What do you get when you combine an alien, a dragon, some pirates, an army of cookies, a crazy armadillo, and a whole lot of sheep?
The Way the Cookie Crumbled is a new collection of twelve illustrated poems. A wonderful assortment of original, funny stories to entertain and stimulate the imagination, targeted for children ages 8 to 12 years old. Parents will also enjoy the short, playful tales, filled with humor and adventure throughout.
If you enjoy books by Dr. Seuss or Roald Dahl, then The Way the Cookie Crumbled will fit nicely in your library.
I received this book from the author via BookSirens for free, however this is a voluntary review.
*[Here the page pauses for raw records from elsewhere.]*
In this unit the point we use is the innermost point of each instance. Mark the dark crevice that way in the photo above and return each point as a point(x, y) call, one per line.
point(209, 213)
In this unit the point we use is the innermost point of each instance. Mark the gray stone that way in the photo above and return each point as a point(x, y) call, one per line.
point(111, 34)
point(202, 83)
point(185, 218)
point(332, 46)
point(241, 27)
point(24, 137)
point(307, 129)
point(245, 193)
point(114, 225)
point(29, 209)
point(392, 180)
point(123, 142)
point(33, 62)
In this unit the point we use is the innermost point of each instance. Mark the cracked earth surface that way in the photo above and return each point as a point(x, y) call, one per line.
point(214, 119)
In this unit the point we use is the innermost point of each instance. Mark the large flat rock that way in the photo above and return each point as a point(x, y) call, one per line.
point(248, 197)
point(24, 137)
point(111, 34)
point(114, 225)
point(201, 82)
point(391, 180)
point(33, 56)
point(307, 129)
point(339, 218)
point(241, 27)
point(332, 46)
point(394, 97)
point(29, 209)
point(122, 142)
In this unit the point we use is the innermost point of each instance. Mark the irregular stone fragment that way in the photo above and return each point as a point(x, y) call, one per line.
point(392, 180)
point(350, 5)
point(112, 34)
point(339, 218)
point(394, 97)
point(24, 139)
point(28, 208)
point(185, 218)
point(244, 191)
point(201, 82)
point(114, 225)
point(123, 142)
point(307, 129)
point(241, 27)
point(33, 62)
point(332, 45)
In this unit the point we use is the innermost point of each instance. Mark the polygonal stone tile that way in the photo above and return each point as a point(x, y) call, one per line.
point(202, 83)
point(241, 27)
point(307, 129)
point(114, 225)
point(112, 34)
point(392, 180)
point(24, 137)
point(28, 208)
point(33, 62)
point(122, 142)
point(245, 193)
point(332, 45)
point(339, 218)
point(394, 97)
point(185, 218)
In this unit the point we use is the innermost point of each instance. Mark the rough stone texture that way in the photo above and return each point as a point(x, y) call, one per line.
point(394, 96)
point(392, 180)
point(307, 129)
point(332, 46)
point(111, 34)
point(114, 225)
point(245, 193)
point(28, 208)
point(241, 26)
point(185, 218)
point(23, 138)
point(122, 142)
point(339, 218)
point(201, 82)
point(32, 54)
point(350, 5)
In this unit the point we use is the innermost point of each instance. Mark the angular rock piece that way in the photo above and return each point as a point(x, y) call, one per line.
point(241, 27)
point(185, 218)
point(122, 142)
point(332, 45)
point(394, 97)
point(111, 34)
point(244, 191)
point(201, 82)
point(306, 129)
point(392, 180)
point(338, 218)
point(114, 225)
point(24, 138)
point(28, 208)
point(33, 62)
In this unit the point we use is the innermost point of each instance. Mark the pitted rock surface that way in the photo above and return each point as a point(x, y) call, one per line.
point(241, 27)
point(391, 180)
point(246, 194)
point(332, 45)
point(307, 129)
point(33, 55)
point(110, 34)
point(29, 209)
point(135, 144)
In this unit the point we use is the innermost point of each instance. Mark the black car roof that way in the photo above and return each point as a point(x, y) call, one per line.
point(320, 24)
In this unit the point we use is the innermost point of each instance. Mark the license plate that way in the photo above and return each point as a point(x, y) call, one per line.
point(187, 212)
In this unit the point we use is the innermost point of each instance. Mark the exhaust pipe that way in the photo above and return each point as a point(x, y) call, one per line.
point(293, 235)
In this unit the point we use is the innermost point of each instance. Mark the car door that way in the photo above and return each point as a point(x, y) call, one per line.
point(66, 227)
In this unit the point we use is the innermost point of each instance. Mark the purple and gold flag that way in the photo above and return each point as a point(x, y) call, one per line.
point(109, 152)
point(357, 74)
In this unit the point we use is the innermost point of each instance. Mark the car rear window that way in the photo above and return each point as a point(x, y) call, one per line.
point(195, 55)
All comments and opinions are entirely my own.
The Way the Cookie Crumbled: and Other Positively Preposterous Poems is a collection of entertaining fantasy poems that tell stories similar to The Gingerbread Man that many of us grew up with. With the book being compared to Dr. Seuss and Roald Dahl, I had high expectations for The Way the Cookie Crumbled, and while several of the poems were charming and fun, the majority of the stories did not strike me as having any resemblance to Dr. Seuss or Roald Dahl and because I think that comparison is not a good a one, I didn’t enjoy the collection as much as I thought I would. I think a more accurate comparison would have been The Stinky Cheese Man and Other Fairly Stupid Tales (Jon Scieszka), which would have given me a better expectation. If you’ve read that book, you would know that some of the stories end badly rather than “happily ever after”. The Way the Cookie Crumbled does have some good endings, but it also has some silly, unfortunate endings.
The story aspect of the poems are great. Each story is exciting, adventurous, and usually has abstract and interesting characters. They are definitely entertaining. But the reason I’m giving it 3 stars instead of 5, is because I think a few of the poems were poorly executed. I had trouble finding the rhythm of many of the poems, and while some did indeed rhyme and pushed the story forward in a perfect flow, there were many that felt choppy and forced. I had to reread a few of them and think about how they were supposed to rhyme before continuing, so those poems didn’t satisfy that melody that I was looking for, despite the story being engaging.
Overall, I liked it and smiled through a few of the stories, but I would have liked to see the poems executed better to reduce the amount of rereading and increase the melodic flow of the stories.